On a Saturday evening in August 1808, a crowd of people assembled at Hyde Park Corner to watch the start of a pony which was, for a stake of five hundred guineas, matched to start with the Exeter Mail and be in Exeter first, with or without a rider. A man leading the pony was at liberty to take a fresh post-horse whenever he liked. The backer of the pony won the match, for though the odds were against it, the game little animal arrived at Exeter in very good condition, forty-five minutes before the Mail reached that city. Several thousands of pounds were wagered on the result.

It should be added that the pony drank ale during the journey, and several pints of port in addition.

The distance from London to Exeter is about one hundred and seventy-four miles.

In 1809 a very extraordinary wager was decided upon the road between Cambridge and Huntingdon.

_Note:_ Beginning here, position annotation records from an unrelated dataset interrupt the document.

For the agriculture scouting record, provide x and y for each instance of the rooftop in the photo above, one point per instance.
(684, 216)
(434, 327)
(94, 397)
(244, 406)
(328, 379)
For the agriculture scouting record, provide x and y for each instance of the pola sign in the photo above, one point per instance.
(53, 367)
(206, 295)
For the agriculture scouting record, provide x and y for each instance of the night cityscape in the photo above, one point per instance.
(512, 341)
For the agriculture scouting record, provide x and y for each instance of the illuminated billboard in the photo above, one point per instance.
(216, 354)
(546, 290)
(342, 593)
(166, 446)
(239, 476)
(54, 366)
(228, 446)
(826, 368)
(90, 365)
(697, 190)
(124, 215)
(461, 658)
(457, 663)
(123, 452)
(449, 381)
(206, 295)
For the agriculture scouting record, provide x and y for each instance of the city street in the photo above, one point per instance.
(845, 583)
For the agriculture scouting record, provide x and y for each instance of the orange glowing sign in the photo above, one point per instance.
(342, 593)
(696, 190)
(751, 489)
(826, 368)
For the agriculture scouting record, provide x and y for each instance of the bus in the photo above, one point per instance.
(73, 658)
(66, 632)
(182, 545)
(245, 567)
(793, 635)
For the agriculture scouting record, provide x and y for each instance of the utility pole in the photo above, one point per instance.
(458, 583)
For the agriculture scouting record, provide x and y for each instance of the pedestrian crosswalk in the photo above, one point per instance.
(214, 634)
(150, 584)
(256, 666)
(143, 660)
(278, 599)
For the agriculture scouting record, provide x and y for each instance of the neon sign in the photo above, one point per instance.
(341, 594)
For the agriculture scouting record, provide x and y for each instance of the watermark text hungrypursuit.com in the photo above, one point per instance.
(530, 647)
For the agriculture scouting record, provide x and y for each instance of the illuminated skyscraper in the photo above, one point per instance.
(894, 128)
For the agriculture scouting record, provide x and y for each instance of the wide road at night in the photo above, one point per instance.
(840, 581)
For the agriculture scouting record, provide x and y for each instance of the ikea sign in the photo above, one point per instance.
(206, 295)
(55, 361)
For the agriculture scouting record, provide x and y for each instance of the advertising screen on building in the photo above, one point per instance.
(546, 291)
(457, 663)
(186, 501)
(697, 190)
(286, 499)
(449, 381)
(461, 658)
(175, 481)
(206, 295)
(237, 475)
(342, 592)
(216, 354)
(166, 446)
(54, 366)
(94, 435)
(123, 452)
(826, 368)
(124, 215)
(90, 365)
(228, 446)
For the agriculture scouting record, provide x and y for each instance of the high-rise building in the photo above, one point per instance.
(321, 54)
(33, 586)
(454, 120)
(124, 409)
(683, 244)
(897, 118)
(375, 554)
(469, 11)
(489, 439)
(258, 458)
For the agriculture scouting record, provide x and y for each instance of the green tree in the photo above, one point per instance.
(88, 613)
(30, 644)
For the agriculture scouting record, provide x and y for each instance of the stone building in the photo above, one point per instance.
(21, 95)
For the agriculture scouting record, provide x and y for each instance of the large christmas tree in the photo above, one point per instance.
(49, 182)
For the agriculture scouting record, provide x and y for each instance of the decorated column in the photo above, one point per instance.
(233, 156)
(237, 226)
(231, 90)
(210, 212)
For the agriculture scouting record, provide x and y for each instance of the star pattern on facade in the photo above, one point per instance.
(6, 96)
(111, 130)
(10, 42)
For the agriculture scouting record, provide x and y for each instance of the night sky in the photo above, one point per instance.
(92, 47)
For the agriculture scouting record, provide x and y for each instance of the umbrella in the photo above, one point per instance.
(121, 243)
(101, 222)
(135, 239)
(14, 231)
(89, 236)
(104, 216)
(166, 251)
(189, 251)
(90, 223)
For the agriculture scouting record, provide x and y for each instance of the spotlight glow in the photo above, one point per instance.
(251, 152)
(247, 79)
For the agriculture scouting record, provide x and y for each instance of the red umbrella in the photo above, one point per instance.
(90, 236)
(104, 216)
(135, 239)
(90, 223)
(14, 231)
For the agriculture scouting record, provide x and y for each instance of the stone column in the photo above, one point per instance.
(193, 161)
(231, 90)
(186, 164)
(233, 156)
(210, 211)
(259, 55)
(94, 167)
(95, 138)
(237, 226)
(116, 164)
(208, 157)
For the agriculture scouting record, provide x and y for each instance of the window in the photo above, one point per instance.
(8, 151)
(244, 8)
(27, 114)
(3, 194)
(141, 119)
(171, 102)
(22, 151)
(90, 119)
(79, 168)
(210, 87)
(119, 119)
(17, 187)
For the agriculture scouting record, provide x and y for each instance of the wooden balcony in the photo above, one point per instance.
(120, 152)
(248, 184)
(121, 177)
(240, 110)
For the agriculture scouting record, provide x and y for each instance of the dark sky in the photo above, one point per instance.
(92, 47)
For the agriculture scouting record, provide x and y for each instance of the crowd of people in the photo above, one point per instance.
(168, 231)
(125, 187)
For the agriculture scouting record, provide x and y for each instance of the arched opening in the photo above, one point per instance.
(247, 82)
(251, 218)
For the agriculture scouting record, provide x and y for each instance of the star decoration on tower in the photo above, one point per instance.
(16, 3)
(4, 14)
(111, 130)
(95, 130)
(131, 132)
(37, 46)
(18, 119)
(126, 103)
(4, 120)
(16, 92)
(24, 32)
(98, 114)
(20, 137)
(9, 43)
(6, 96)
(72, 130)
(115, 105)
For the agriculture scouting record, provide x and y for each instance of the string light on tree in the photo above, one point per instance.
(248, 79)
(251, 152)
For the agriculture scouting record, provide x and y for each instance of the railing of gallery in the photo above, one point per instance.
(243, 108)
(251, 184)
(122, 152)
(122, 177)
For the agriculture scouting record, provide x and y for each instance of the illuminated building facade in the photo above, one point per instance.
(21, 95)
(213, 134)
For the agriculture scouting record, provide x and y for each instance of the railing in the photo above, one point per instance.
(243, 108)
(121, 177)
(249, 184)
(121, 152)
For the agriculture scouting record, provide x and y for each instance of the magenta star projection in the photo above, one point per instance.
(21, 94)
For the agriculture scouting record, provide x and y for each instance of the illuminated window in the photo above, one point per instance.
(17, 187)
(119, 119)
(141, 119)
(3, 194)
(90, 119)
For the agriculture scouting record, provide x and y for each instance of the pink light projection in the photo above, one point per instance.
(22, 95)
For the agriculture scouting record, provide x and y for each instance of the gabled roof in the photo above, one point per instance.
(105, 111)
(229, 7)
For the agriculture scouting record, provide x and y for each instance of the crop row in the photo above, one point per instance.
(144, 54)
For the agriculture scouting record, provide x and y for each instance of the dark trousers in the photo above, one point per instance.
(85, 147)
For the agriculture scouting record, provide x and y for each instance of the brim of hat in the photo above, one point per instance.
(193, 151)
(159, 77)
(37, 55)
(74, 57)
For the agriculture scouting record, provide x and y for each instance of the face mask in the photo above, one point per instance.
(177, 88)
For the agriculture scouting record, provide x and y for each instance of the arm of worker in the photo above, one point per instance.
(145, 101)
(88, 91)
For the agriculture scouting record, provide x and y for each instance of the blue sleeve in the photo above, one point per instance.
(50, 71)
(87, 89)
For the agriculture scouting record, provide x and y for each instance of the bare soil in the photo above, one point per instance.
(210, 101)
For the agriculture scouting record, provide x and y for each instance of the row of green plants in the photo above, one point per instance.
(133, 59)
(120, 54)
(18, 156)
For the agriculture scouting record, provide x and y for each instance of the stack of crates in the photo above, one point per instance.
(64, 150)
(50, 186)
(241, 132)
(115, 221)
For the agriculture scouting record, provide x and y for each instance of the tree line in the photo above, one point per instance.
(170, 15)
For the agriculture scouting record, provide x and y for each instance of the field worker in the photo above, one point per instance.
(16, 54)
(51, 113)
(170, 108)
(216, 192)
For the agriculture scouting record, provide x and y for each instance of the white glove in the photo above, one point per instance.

A gentleman of the former place had betted a considerable sum of money that he would go, a yard from the ground, upon stilts, the distance of twelve miles, within the space of four hours and a half: no stoppage was to be allowed, except merely the time taken up in exchanging one pair of stilts for another, and even then his feet were not to touch the ground. He started at the second milestone from Cambridge in the Huntingdon Road, to go six miles out and six miles in; the first he performed in one hour and fifty minutes, and did the distance back in two hours and three minutes, so that he went the whole in three hours and fifty-three minutes, having thirty-seven minutes to spare within the time allowed him.

In the winter of 1810-1811 a bet of £500 was made by the Duke of Richmond, then Lord-Lieutenant of Ireland, with Sir Edward Crofton (who afterwards committed suicide), that the latter should not produce a horse who would leap, in fair Irish sporting style (which allows just touching with the hind feet), a wall seven feet high. Sir Edward brought forward a cocktail horse, called Turnip, being got by Turnip, a thoroughbred son of old Pot8o's (a horse imported, like the celebrated Diamond, into Ireland by Colonel Hyde), out of a common Irish mare.